USB Firmware Bug

It seems like the firmware on my Shapeoko 4 glitches out and can cause a crash if I open and then immediately close the serial port on either a Linux or macOS machine. The same behavior does not occur on Windows.

Here’s the code:

int main()
{
	int fd = open("/dev/tty.usbmodem1101", O_RDWR | O_NOCTTY | O_NONBLOCK);
	if (fd == -1)
	{
		perror("open_port: Unable to open /dev/tty.usbmodem1101 - ");
		return -1;
	}

	// sleep for 1 second
	//sleep(1);

	return 0;

Without the sleep, as soon as this program runs the Shapeoko will immediately glitch out and begin moving aggressively in +Y and +Z directions. It will keep doing that and crash (if I let it) until I kill power to the Shapeoko. Disconnecting the USB connection does not help.

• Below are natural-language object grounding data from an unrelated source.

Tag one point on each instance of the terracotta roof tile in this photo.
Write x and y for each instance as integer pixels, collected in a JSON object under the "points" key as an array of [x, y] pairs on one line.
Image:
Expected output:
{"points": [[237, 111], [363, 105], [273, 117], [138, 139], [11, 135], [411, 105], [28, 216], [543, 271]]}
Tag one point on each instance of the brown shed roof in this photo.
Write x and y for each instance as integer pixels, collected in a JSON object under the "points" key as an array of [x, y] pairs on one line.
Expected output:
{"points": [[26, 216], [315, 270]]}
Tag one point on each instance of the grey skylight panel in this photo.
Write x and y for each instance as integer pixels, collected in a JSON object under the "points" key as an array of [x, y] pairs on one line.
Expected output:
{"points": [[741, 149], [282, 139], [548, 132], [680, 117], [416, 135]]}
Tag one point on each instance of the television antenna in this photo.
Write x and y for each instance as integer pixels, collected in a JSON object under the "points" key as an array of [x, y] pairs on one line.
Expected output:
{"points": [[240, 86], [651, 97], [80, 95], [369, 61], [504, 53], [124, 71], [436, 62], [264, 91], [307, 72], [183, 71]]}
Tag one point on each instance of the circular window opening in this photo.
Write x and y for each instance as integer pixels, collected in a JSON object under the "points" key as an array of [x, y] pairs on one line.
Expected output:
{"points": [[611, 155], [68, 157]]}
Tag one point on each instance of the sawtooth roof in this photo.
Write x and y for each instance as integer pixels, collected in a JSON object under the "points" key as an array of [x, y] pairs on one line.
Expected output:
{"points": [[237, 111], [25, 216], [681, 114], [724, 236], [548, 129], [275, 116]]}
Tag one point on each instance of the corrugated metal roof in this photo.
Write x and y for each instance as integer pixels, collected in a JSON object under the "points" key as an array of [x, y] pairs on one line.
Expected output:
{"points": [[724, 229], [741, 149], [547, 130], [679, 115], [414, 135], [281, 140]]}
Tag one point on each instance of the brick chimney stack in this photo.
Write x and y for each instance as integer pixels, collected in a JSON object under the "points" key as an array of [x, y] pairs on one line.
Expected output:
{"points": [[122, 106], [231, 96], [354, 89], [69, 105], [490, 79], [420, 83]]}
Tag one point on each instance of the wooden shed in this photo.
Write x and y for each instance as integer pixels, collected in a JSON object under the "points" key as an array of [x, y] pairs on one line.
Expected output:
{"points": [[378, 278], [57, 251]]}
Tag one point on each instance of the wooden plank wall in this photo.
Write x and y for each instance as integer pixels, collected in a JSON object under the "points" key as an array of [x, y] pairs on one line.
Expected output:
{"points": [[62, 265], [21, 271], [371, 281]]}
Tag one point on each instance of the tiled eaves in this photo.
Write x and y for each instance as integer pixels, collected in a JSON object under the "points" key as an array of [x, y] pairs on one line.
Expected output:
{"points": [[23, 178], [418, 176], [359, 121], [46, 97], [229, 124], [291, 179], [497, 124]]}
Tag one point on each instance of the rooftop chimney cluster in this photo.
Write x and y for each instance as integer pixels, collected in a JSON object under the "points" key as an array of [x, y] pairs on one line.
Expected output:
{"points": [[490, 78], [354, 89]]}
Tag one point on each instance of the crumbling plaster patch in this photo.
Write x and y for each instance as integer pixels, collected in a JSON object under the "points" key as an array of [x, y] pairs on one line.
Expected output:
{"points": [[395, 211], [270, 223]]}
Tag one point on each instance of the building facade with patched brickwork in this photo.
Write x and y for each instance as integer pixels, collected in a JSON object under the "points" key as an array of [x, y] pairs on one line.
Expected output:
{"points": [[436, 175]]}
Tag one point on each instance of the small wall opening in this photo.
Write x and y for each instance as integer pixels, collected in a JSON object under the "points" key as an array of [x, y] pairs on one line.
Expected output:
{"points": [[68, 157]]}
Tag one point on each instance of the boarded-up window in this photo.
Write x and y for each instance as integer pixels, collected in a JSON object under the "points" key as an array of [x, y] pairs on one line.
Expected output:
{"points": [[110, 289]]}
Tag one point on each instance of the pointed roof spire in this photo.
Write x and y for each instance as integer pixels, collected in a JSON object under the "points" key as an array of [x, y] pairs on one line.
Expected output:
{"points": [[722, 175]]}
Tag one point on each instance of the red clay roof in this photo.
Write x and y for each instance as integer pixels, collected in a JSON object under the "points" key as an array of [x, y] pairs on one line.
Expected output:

With the 1 second sleep, it works fine.

I tested using a MacBook, a Raspberry Pi, and a Microsoft Surface (with Windows specific code to open the port). Only the Microsoft Surface did not induce this behavior.

This seems like a firmware bug, as it’s rather dangerous behavior. I’m guessing something is wrong in the ATmega16U2, which IIUC runs the USB->Serial code. My guess is it starts some kind of setup code when the serial port gets opened, but gets interrupted if the port closes too quickly, leaving itself in an undefined state. With the sleep it has time to finish, so the bug doesn’t occur. Not sure why Windows doesn’t induce the bug though. Maybe Windows takes longer opening the port than *nix?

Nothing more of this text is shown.